Just off Golden Gate Park lay Haight Ashbury, famous as the home of 1960s counterculture. At the People's Café, the first man I saw had a gray ponytail poking through the back of a cap labeled "Haight-Ashbury." A rose tattoo graced his thumb, and the top of a butterfly tattoo sprawled across his chest and peeked above his T-shirt collar. He wore a single large black button as an earring, a leather jacket riddled with chrome buttons, and leather clogs. A hefty young woman sat across from him donned in knickers, thick black shoes, and a flowery red shirt.
"I wasn't here for the 1960s," he balked. "I arrived in the 1980s. I came here after studying Art at Michigan."
"You're an artist?" I asked. "A painter?"
"I carve ancient ivory," he muttered. "I was in the hoity-toity art world. The older I get, the more I've had a change of heart about what represents art."
When I asked his opinion of Hopper, he said he had none, then grumbled without further explanation that Hopper was racist.
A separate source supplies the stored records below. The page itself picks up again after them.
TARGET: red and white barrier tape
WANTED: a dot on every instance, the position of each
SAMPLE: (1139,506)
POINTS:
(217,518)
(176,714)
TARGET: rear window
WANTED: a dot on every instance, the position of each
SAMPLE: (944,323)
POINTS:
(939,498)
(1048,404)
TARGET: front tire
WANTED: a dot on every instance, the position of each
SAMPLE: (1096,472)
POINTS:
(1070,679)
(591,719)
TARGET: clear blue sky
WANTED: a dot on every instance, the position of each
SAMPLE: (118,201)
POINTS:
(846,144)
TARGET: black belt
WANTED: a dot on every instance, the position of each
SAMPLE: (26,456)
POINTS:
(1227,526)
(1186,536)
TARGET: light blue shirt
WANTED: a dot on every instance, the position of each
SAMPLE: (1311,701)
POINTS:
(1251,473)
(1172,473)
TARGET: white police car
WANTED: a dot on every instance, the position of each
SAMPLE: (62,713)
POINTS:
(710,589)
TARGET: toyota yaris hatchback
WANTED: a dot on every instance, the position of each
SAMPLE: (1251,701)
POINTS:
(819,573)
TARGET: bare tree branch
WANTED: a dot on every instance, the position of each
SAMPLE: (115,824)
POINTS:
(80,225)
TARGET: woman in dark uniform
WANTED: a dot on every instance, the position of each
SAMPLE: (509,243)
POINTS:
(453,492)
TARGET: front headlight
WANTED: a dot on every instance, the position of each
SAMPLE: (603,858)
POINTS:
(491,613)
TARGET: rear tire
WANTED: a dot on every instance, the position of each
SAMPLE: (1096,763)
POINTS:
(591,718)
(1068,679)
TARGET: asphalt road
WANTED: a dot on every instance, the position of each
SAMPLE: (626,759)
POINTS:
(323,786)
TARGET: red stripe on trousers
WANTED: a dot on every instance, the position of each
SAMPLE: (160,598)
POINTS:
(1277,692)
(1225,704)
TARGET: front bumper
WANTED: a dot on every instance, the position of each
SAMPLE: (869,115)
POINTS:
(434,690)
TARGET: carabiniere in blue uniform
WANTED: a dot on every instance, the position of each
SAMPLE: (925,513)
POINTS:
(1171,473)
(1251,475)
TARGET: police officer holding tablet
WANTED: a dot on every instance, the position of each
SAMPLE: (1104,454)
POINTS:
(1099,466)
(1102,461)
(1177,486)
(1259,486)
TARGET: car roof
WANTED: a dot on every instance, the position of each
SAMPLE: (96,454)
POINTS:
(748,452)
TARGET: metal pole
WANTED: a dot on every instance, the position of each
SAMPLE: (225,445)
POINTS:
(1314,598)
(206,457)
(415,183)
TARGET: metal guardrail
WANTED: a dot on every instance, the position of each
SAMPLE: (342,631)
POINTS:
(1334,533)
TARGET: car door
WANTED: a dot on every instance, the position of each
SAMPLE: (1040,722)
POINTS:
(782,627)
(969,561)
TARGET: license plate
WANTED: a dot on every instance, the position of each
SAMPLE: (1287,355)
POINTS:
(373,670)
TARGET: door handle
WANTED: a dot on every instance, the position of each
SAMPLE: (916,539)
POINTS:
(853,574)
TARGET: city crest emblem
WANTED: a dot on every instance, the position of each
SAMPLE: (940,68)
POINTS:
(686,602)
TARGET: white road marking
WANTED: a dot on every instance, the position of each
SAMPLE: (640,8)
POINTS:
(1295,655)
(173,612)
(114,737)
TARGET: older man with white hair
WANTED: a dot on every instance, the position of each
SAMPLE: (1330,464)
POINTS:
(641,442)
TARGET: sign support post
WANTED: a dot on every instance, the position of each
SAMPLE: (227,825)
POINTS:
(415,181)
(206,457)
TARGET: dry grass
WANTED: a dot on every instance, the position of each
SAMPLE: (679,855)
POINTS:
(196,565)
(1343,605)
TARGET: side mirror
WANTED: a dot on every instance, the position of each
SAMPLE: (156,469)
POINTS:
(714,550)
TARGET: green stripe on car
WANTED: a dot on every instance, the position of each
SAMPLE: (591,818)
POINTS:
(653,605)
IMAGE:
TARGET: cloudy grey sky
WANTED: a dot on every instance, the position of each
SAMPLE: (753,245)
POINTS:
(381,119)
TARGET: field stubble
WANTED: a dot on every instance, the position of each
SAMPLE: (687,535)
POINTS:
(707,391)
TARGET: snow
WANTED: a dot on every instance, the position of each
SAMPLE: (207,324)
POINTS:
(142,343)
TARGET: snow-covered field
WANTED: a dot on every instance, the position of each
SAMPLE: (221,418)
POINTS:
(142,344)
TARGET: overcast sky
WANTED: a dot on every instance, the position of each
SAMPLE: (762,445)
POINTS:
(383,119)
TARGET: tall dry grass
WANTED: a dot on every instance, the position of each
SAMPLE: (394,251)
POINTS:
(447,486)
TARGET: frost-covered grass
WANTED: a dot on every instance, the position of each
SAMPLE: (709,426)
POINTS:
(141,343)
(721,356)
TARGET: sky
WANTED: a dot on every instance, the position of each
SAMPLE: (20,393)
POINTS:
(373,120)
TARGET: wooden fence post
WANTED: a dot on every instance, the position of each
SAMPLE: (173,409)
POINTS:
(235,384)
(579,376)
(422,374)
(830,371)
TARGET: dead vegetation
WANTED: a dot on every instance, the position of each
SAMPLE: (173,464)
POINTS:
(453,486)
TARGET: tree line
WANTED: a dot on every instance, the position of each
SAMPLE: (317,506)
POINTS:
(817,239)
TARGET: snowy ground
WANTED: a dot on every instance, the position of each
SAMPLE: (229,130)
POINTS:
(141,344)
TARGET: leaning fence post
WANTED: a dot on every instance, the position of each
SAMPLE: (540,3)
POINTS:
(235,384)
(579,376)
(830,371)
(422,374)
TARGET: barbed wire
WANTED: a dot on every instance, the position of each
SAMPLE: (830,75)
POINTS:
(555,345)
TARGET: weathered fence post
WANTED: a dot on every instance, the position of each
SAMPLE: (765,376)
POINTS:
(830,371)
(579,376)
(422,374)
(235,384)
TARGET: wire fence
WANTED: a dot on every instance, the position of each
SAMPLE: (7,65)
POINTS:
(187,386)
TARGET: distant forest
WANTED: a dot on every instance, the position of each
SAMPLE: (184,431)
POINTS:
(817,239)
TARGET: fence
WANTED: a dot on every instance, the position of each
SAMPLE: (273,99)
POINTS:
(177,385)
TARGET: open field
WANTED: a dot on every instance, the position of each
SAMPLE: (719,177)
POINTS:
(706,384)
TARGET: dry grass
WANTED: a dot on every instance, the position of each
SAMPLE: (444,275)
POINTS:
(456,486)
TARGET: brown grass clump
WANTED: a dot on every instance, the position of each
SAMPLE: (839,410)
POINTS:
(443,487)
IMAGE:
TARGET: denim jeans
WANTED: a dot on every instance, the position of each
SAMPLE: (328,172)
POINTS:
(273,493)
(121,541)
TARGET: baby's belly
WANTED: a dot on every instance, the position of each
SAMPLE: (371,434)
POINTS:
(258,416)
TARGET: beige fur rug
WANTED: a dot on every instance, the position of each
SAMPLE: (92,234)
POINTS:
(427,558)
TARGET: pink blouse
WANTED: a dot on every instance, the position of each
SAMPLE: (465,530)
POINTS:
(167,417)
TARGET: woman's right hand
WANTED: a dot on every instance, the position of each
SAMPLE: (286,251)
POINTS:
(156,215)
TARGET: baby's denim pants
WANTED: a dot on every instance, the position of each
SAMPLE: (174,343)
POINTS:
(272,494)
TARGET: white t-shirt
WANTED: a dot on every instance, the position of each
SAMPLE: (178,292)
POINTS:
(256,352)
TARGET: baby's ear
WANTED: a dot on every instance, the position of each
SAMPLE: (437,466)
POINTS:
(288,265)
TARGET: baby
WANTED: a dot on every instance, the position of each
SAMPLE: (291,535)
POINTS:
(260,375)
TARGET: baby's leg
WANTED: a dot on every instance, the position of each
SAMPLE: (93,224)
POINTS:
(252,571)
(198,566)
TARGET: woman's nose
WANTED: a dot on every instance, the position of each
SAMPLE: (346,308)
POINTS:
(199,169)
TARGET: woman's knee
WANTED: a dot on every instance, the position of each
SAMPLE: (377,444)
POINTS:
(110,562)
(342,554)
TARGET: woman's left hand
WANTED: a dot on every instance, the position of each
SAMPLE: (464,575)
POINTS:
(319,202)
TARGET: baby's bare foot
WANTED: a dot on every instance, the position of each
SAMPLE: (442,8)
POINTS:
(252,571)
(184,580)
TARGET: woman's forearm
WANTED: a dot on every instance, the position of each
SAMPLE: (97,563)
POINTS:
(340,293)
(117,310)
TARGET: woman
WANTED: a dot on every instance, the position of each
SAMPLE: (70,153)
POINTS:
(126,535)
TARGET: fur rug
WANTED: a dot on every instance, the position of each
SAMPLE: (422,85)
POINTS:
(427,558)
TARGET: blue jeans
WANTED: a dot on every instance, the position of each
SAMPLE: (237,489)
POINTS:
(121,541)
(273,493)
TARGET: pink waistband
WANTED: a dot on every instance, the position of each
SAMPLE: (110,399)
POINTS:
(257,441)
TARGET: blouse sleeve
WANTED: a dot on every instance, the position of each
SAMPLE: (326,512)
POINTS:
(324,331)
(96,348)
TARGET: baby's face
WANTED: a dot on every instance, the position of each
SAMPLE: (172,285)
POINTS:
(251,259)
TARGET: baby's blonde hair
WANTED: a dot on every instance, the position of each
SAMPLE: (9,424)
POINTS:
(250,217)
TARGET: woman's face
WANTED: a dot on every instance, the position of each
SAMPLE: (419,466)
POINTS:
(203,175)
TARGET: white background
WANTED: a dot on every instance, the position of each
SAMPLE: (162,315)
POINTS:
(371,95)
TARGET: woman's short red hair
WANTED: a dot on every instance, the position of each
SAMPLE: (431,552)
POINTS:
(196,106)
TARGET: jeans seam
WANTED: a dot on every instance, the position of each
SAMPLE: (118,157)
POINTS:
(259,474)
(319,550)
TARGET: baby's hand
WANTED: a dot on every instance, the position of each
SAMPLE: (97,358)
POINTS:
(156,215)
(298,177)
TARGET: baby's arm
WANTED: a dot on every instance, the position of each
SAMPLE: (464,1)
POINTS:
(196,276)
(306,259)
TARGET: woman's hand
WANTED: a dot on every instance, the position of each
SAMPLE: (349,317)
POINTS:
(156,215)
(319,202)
As he answered, his watery blue eyes peered out above a gray beard, bent nose, and small lips.
"When I moved here, there were always people selling things and musicians on the sidewalk. Now you can only buy boutique stuff. I don't need to buy used clothes; I have used clothes; I need new ones."
"There's a lot of broken hearts and broken people in this town," he rued. "There's a lot of recovering people in this neighborhood. A lot of people in San Francisco and in this particular neighborhood are cyclical. A lot of people move away because they get priced out. But they always come back. The neighborhood is where people feel a community. For years, I lived out of my van down at the park. I've been renting from the neighborhood's biggest drug dealer. Normally, I wouldn't have anything to do with this guy, but it's hard to find a good place to rent."
"You get to know your roommates well in this town," the girl finally chimed in, "because the living spaces are so small. The neighborhood used to have a lot more character, a lot more soul. San Francisco was invaded by dot-commers who made it much less spontaneous and fun. Now they're all leaving again."